After mostly tuning out the first 93 months of the presidential election campaign, I've been paying a bit of attention since the conventions. So far I've deduced that both candidates are very clever and impeccably groomed and also that, for all their differences, they have one big thing in common with each other and with every other nationally prominent politician: An unshakeable belief that every thought that pops into their heads is pure genius.
I don't mean that dismissively or even negatively. I'm okay with politicians being crazy narcissists. I cringe whenever the discussion veers to speculation over which one seems like more of a "regular guy" or which one would be more fun to have a beer with. Neither! Neither one would be any fun at all to have a beer with. If forced to choose, I guess I'd pick Romney, because he doesn't drink, so good, more beer for me. Other than that, I think the experience would be the same either way. It would suck.

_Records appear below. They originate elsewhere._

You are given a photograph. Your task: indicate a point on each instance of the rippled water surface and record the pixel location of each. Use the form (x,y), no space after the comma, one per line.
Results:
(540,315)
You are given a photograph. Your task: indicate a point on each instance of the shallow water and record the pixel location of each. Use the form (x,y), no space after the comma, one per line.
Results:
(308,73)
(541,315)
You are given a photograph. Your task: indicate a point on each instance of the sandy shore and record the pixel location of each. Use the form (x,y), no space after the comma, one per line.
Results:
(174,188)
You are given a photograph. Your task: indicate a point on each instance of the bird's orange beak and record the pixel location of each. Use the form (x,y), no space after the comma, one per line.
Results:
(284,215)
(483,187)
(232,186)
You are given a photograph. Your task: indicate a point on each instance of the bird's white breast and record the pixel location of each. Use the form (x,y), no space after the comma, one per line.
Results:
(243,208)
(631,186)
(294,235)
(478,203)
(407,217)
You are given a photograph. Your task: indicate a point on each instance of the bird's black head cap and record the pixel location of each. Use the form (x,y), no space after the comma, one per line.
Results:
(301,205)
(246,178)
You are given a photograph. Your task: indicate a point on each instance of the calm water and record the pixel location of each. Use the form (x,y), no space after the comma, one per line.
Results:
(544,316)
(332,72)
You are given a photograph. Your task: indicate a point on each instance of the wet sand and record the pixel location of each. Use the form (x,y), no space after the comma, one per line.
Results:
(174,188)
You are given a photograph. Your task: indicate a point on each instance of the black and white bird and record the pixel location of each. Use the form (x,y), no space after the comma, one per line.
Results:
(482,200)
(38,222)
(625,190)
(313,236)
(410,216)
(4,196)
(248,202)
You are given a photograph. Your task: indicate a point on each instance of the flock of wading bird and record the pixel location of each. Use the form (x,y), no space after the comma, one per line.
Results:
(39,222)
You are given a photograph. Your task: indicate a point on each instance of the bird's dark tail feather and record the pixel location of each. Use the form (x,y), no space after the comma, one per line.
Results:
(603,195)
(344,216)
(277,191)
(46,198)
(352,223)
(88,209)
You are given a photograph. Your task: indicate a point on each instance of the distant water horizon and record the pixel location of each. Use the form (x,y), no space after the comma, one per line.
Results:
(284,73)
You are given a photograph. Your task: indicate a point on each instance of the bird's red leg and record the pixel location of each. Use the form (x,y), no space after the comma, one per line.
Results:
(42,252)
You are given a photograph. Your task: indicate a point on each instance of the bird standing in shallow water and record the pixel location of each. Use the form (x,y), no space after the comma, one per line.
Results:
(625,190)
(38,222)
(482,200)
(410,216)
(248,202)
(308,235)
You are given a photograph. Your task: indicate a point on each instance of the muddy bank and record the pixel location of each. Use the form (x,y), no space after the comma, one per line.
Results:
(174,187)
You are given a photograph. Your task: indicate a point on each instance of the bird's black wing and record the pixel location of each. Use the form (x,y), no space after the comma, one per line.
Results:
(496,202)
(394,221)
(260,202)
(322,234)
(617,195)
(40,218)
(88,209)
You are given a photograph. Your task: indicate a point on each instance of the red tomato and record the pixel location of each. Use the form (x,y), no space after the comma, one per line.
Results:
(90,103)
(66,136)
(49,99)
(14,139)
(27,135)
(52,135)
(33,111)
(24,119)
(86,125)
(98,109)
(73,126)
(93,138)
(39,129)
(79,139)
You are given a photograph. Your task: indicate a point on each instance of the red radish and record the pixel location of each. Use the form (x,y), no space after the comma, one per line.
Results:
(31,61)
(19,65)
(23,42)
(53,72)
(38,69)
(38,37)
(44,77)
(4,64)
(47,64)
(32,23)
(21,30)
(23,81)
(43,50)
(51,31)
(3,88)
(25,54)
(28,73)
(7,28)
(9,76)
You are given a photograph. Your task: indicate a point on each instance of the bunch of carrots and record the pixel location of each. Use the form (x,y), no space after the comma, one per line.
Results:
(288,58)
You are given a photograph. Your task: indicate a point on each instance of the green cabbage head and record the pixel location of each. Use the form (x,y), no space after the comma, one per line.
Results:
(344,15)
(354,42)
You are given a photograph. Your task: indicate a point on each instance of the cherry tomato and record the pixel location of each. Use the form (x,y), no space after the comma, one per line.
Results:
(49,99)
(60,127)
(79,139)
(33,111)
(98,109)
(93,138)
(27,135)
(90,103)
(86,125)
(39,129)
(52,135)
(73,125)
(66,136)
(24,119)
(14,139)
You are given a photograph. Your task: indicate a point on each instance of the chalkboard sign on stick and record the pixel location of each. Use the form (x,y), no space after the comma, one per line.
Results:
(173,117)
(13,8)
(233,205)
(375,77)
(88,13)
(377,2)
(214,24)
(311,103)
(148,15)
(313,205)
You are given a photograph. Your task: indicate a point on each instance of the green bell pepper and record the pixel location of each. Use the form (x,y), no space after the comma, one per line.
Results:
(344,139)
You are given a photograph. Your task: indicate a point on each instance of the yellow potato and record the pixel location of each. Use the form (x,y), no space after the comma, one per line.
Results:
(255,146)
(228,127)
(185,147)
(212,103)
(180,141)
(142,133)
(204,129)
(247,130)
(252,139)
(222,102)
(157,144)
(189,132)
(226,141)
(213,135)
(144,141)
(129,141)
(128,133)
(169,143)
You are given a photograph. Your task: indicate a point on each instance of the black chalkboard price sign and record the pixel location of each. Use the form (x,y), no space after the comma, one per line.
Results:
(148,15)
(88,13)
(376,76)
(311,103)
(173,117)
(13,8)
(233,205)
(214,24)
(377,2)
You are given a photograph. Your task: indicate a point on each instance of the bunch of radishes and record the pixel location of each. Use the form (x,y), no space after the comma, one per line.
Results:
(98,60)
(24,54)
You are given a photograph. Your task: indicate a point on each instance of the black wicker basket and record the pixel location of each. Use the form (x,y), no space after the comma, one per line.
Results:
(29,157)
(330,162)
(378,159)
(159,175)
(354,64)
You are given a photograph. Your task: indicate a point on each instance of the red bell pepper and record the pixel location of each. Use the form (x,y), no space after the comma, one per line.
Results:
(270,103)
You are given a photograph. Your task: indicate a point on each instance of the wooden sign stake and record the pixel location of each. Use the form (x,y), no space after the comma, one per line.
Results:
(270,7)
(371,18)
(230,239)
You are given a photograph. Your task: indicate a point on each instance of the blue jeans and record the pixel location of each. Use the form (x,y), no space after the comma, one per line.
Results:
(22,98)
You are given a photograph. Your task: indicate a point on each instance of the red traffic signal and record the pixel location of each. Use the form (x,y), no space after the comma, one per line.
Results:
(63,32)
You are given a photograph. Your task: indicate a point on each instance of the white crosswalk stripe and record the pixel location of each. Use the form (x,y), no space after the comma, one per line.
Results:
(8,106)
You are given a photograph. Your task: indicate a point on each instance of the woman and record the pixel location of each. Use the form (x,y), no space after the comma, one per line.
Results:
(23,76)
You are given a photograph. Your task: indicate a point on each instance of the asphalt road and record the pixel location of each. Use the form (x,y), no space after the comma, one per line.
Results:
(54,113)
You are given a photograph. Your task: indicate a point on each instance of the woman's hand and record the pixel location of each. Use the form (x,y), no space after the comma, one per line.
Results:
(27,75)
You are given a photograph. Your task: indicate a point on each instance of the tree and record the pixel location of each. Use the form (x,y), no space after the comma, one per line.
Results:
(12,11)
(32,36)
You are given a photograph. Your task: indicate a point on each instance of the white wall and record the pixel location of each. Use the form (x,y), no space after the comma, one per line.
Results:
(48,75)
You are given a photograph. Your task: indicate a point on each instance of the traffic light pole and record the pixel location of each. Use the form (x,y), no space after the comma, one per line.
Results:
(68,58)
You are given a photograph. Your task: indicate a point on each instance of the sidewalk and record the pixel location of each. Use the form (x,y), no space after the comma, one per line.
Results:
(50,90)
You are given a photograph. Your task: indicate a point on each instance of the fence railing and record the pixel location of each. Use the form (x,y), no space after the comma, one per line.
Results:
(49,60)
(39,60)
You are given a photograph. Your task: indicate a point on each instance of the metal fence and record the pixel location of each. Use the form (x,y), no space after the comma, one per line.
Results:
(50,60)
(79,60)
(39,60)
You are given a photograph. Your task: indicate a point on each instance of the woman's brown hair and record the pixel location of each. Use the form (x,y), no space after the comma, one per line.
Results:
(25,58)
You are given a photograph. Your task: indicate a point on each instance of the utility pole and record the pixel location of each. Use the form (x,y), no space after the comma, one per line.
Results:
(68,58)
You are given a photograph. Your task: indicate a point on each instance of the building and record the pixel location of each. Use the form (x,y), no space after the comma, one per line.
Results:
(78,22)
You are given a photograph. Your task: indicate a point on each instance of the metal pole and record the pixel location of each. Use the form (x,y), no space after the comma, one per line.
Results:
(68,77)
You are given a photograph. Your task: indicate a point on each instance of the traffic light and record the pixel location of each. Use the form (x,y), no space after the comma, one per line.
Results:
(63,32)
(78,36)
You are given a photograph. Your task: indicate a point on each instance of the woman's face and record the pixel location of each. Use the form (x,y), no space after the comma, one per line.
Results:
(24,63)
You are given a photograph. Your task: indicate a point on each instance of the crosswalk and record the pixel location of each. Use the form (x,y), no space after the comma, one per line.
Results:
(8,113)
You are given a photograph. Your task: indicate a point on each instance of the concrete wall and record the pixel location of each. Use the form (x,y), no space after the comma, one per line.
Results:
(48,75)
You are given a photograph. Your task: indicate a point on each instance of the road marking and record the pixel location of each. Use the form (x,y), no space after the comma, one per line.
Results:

But like I said, that's fine with me. I want my president to be unapproachable. I don't want him to be "in touch" with dirtbags like you guys. I just want him to preside. And that probably takes a lot of confidence and even arrogance. What's generally an obnoxious trait makes perfect sense for these fellows. Romney and Obama are both handsome, successful men with nice families and big houses. What's to be humble about? I mean, the one marketed as the more regular and less wealthy has a bowling alley in his basement. These are not common folk, nor should they be.
I never considered a career in politics, which is a good thing since I'm unqualified by nearly every conceivable measure, but I bet I could have come through on the self-importance if all the other stuff had lined up. I refer to myself by the third person from time to time, and I talk about my wedding for the first 700 words of most liquor reviews. But I just never made enough of myself to become a truly top-notch narcissist, which is why I don't quite believe that my afternoon tea-drinking is influencing the weather. Quite. Yet.
In early June I started replacing my afternoon coffee with an afternoon nap, which worked great until I ran out of money and couldn't find a financial visionary bold enough to invest in my nap-taking. So a couple of weeks ago I grudgingly accepted that it was time to implement a post-lunch recaffeination regimen, and I decided to try tea. I've never been a big tea guy, but I like the idea of drinking it all day long without falling asleep or getting overly jittery. I think of tea as a kind of session coffee, and it's served me well in that capacity. But perpetual tea-taking feels like an awfully British affectation, which is why I can't help but notice that it has rained every single day since I began this experiment.
If I'm going to bring about England's most famous liquid by drinking its second, then I might as well indulge in the third. I haven't had a bottle of English gin in the house for months, and I suppose I still don't if you're one of those sticklers who maintains that Plainfield, Illinois, is technically outside of England, but geographical quibbles aside, I am now the proud owner of a bottle of Booth's London Dry Gin. The label says this 90-proof cheapie ($13 per 750 mL) is made in Illinois under the supervision of Booth's Distilleries of London. That'll do.
This is fantastic booze for the money. It opens with the standard onslaught of juniper, with other traditional herbs and spices showing up later—predominantly coriander and lemon peel, plus a small dose of mint. If you're looking for a specific flavor profile, then by all means pay more for a Hendrick's or an Aviation (two of my favorite off-beat gins) or what have you, but if you're in the market for a classic "-and tonic" London dry, I'm not sure you can beat Booth's combination of purity and price.